In any case, the group can make some plans here.  (Every PC plan of assault: “Let’s charge uphill, guns blazing!”)  Given that the Hive can see the same in the light or the dark, there’s no reason to wait for sundown.  Geezer has seen a couple of Urban Regulators that hang out in the Well House.  There are some Regulators in the house.  There’s two Drones around somewhere, but he’s not sure where at the moment. 

The Delta is behind the Lab complex in a ravine.  That fighter tried to stop the Hive from taking the farm and was shot down.  Geezer watched the fight.  He was able to sneak into the ravine later.  The pilot and the Typhoon were gone, but the fighter landed there, so it’s probably okay, just mostly out of ammo.  There’s no way to move it without getting into a fight, though, and without missiles or guns it’s just going to be a target.         

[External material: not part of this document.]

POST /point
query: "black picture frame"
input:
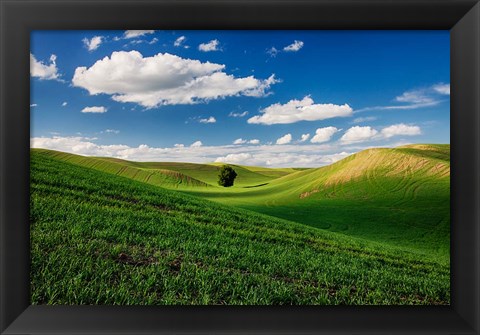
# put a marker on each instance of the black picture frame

Geezer supplies the group with some explosives to help.  (Gee, how unexpected that this guy likes to play with explosives.)  He gives them:

2 Cobalt mines (these mines can be set and remote detonated or set to go off if stepped on)
2 Cobalt grenades
4 Rocket launchers

How the group uses them is up to them.  (There’s no accounting for what kind of hair-brained schemes a bunch of Players will come up with.  They’ll probably blow themselves up.  Have replacement Characters ready.)  Geezer, himself, will be “supervising” the operation.  He’ll be observing the complex and giving the Characters a heads up on things moving around there.  Obviously, we want the Characters doing the action.  Also, this gives us an option to cheat later.  (Which is what I did both times I played out this scenario.  Actually, I had Geezer fake his own death before the attack.  Don’t do that.  After the Lab raid, the group will find 2 Rocket launchers, 1 Cobalt grenade, and 1 Cobalt mine in the shack if they go back and look.)